Gunmen swept through an Islamic school in northwestern Nigeria on Saturday, kidnapping 15 students.

The gunmen raided the school premises in the Sokoto village of Gidan Bakuso. They sporadically fired shots, snatching the children while they were sleeping outside.

What do we know about the latest kidnapping?

Sokoto police spokesman Ahmad Rufa'i told the Associated Press news agency the incident happened before police arrived.

School owner Liman Abubakar Bakuso told the French AFP news agency the gunmen "were passing by the school with a woman they kidnapped from another part of town and the pupils were awoken by her cries."

Abubakar told the Reuters news agency that those kidnapped were mostly below 13 years old, though they included a 20-year-old and a 15-year-old, he added.

"We are in a state of panic and have been praying hard for their safe release," he told Reuters.

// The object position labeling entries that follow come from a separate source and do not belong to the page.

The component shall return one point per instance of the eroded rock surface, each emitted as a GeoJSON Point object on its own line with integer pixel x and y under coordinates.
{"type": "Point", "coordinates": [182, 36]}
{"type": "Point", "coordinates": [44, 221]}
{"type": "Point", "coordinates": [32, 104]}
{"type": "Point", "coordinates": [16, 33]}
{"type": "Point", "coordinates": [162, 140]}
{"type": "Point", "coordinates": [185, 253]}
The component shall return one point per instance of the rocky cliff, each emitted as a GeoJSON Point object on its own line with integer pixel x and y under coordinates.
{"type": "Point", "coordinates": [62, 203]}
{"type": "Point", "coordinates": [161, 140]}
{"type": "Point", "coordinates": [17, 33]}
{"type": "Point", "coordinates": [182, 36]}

Police struggle to confront growing abduction crisis

Police spokesman Rufa'i said a police tactical squad was deployed to search for the pupils. He nevertheless noted the inaccessible roads in the area and the challenge they posed to the rescue operation.

"It is a remote village [and] vehicles cannot go there; they [the police squad] had to use motorcycles to the village," the AP quoted him as saying.

This comes merely days after over 280 pupils were kidnapped from a school by gunmen also in the northwest.

Nigerian President Bola Ahmed Tinubu deployed on Friday troops to rescue the pupils, in an effort to reverse one of the largest mass abductions in years.

School kidnappings in Nigeria became common since the jihadist group Boko Haram seized over 200 pupils from a girls' school in Chibok in 2014.

However, the practice has been more recently adopted by criminal gangs of no ideological affiliation, seeking ransom payments, authorities say.

An Islamist insurgency in the northeast has mostly occupied Nigerian security, creating an opening for the kidnappers in other parts of the country.